15 de junho de 2009

Pele calejada



O título original deste livro de Raymond Guérin é "La peau dure". Em português, em uma tradução literal, ficou muito mais poético. Como não consegui o livro em francês, vou comentar somente sobre a história.
O romance é dividido em três partes, cada uma narrando a respeito de uma mulher. Lá pelo meio da segunda parte é que descobrimos que as três mulheres são irmãs. Todas se acham espertas, mas o leitor vai perceber que são bastante tontas - embora, seja dito a favor das três, muito sensíveis ao sofrimento humano.
São elas: Clara, a doméstica perseguida pela polícia por ter feito um aborto, Jaquina, franzina e tuberculosa, que consegue ter dois filhos e é abandonada pelo marido, porque sua saúde requer investimentos muito altos e por fim Luísa, a libertina, que tem três amantes e é apaixonada pelo mais franzino deles, o Zé e tenta, umas vezes com sucesso, outras nem tanto, ajudar as duas irmãs, para não perceber que quem mais necessita de ajuda é ela própria.
Abaixo, um trecho da (elegante) tradução assinada por Luiza Neto Jorge para a Assírio e Alvim. Nesta altura, os Kubnec, que empregam a ingênua Clara, estão contentes porque conseguiram que a empregada fizesse sua primeira comunhão, aos vinte e três anos:

Os Kubnec, agora vejo, estavam realmente orgulhosos do que tinham feito.

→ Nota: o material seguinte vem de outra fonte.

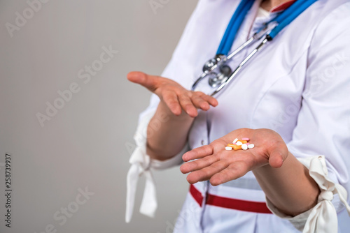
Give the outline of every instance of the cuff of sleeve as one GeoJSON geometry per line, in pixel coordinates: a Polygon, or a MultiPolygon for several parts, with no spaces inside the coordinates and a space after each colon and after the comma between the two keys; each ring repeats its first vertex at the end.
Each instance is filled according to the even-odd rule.
{"type": "Polygon", "coordinates": [[[150,158],[149,156],[146,153],[147,127],[155,112],[155,110],[150,111],[143,116],[134,136],[136,147],[129,160],[131,167],[127,176],[127,203],[125,212],[125,221],[127,223],[130,222],[132,216],[139,177],[144,175],[146,178],[145,190],[140,206],[140,213],[149,217],[153,217],[158,204],[155,185],[150,168],[162,170],[180,165],[183,162],[182,155],[189,149],[188,144],[186,144],[183,149],[173,158],[164,161],[150,158]]]}
{"type": "Polygon", "coordinates": [[[294,217],[280,212],[266,198],[267,207],[274,214],[288,220],[295,228],[302,230],[303,233],[337,232],[337,211],[331,201],[334,195],[337,194],[350,215],[350,206],[346,202],[346,190],[340,184],[333,182],[328,178],[325,156],[317,156],[298,159],[309,169],[310,176],[318,185],[321,193],[318,197],[317,204],[312,209],[294,217]]]}

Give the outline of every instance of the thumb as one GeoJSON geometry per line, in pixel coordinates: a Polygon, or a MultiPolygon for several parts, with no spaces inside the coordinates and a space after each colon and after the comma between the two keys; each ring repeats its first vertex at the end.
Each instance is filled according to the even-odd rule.
{"type": "Polygon", "coordinates": [[[158,87],[158,76],[148,75],[142,72],[134,71],[128,73],[127,77],[129,81],[144,86],[152,92],[154,92],[158,87]]]}

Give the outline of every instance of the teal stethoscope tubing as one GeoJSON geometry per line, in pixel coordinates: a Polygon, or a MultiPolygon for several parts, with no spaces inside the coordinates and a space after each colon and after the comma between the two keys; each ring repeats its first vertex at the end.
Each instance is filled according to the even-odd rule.
{"type": "MultiPolygon", "coordinates": [[[[227,28],[223,36],[223,39],[220,43],[219,47],[216,54],[223,54],[227,56],[246,15],[249,9],[253,6],[255,0],[242,0],[237,8],[236,9],[234,15],[232,15],[227,28]]],[[[211,94],[214,96],[220,90],[225,87],[233,78],[237,75],[238,72],[241,70],[243,66],[251,59],[261,48],[266,44],[267,41],[272,40],[283,29],[284,29],[289,23],[294,20],[298,16],[304,12],[309,6],[312,5],[317,0],[297,0],[292,6],[288,7],[286,10],[283,11],[281,14],[278,15],[276,17],[265,24],[265,27],[259,29],[255,34],[258,33],[260,31],[266,29],[270,23],[277,24],[274,26],[271,31],[267,33],[265,38],[259,44],[254,50],[253,50],[238,66],[238,67],[231,73],[229,78],[223,83],[222,83],[211,94]]],[[[248,45],[252,42],[253,39],[249,39],[242,46],[239,47],[239,51],[245,46],[248,45]],[[250,40],[250,42],[249,42],[250,40]]],[[[237,51],[238,52],[238,51],[237,51]]],[[[237,54],[236,52],[233,52],[237,54]]],[[[198,81],[203,77],[200,77],[192,86],[192,89],[197,85],[198,81]]]]}
{"type": "MultiPolygon", "coordinates": [[[[231,49],[233,41],[236,36],[244,17],[253,6],[255,0],[243,0],[241,1],[237,8],[234,11],[230,23],[225,31],[224,36],[221,40],[217,54],[227,55],[231,49]]],[[[300,15],[309,6],[314,3],[317,0],[297,0],[292,6],[284,10],[281,14],[267,22],[266,24],[272,22],[275,22],[278,24],[274,29],[269,33],[271,38],[274,38],[286,26],[289,24],[294,19],[300,15]]],[[[262,29],[260,29],[262,30],[262,29]]],[[[259,31],[260,31],[259,30],[259,31]]]]}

Gabavam-se por toda a parte. Estavam convencidos de que o bom Deus lhes levaria aquilo em conta, quando chegasse a altura. Mas como era Verão, isso não os impediu de pensarem nas férias. Para Pouliguen, era para onde eles iam todos os anos. Fica na Bretanha. O mar eu já conhecia. Tinha estado em Berck quando era pequena, por via de ter as pernas um bocado tortas. Estava tudo cheio de miúdas como eu, lá no hospital. Um hospital para gente necessitada. Era a expensas da Câmara Municipal de Paris, ao que parece. Perto de um ano que lá estive, e fez-me bem. Mas fiquei sempre um bocado fraca das pernas. Quem me vir, não dirá, porque tenho umas pernas de certo modo fortes. Mas se eu forço um pouco, é certo e sabido que fico cheia de dores nas articulações.

As três partes estão em primeira pessoa, o que torna a obra um tanto arriscada - dar voz a personagens marginais é sempre muito complicado para um escritor. Na tradução, o estilo dá a impressão de uma linguagem muito próxima da oral, tal a precisão da narrativa, mas precisaria ler o original para dizer se Raymond Guérin conseguiu o mesmo efeito em francês.